Question: How would you balance: \[{C_{12}}{H_{22}}{O_{11}}\, + \,{H_2}O \to \,{C_2}{H_5}OH\, + \,C{O_2}\] ?...

Question

How would you balance: ${C_{12}}{H_{22}}{O_{11}}\, + \,{H_2}O \to \,{C_2}{H_5}OH\, + \,C{O_2}$ ?

Answer 1

Solution

If we want to balance a chemical equation we have to keep in mind that the number of atoms on each side should be equal. We can multiply the stoichiometric coefficient of each reactant and product and make each type of atom the same. Here, we have an organic compound which is sucrose and its hydrolysis is taking place after which we get carbon dioxide and ethanol.

Complete step-by-step answer: We have sucrose here which is a biomolecule it is a disaccharide, it means after its hydrolysis it gives glucose and fructose. So as here the product is different it means total hydrolysis is not taking place.

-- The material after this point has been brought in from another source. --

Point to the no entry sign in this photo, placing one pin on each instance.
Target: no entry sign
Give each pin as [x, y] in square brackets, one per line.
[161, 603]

We are making alcohol “ethyl alcohol” thus for balancing the above equation let’s start with the counting of each type of atom from both sides.
${C_{12}}{H_{22}}{O_{11}}\, + \,{H_2}O \to \,{C_2}{H_5}OH\, + \,C{O_2} - - - - - - (1)$
The main equation is $(1)$ so here we have $(12Carbon,\,\,24Hydrogen\,\,and\,12\,Oxygen)\,atoms$ on left hand side of equation while the number is different on right hand side. There are $(3Carbon,\,\,6Hydrogen\,\,and\,3\,Oxygen)\,atoms$ . As we are seeing that the number of atoms are less on the right hand side thus to make them equal and to balance the chemical equation we just have to start multiplying the stoichiometry of the product side. We can multiply the ethanol with a number of $4$ after that the number of atoms becomes different and comes close to equal to that of the left hand side.
${C_{12}}{H_{22}}{O_{11}}\, + \,{H_2}O \to \,4{C_2}{H_5}OH\, + \,C{O_2} - - - - - - (2)$
Thus there are atoms as such we have $(12Carbon,\,\,24Hydrogen\,\,and\,12\,Oxygen)\,atoms$ on left hand side but on right hand side we have, $(9Carbon,\,\,21Hydrogen\,\,and\,6\,Oxygen)\,atoms$ . The equality can be achieved if we multiply the molecule of carbon dioxide by a number $4$ thus after that the equation form is as,
${C_{12}}{H_{22}}{O_{11}}\, + \,{H_2}O \to \,4{C_2}{H_5}OH\, + \,4C{O_2} - - - - - - (3)$
Here, we have same number of atoms of each type on both sides $(12Carbon,\,\,24Hydrogen\,\,and\,12\,Oxygen)\,atoms$ on both side hence the balanced chemical equation is: ${C_{12}}{H_{22}}{O_{11}}\, + \,{H_2}O \to \,4{C_2}{H_5}OH\, + \,4C{O_2} - - - (Balanced\,chemical\,equation)$

Note: The number of atoms on both sides becomes equal. Sucrose is a hydrocarbon so thus the same mechanism takes place when we have to balance the other hydrocarbons. We have two categories of hydrocarbons, saturated and unsaturated. In unsaturated one we have double or triple bonds while in saturated hydrocarbons only a single bond is present. Mainly we have to balance the carbons, hydrogens and oxygens in these types of reactions.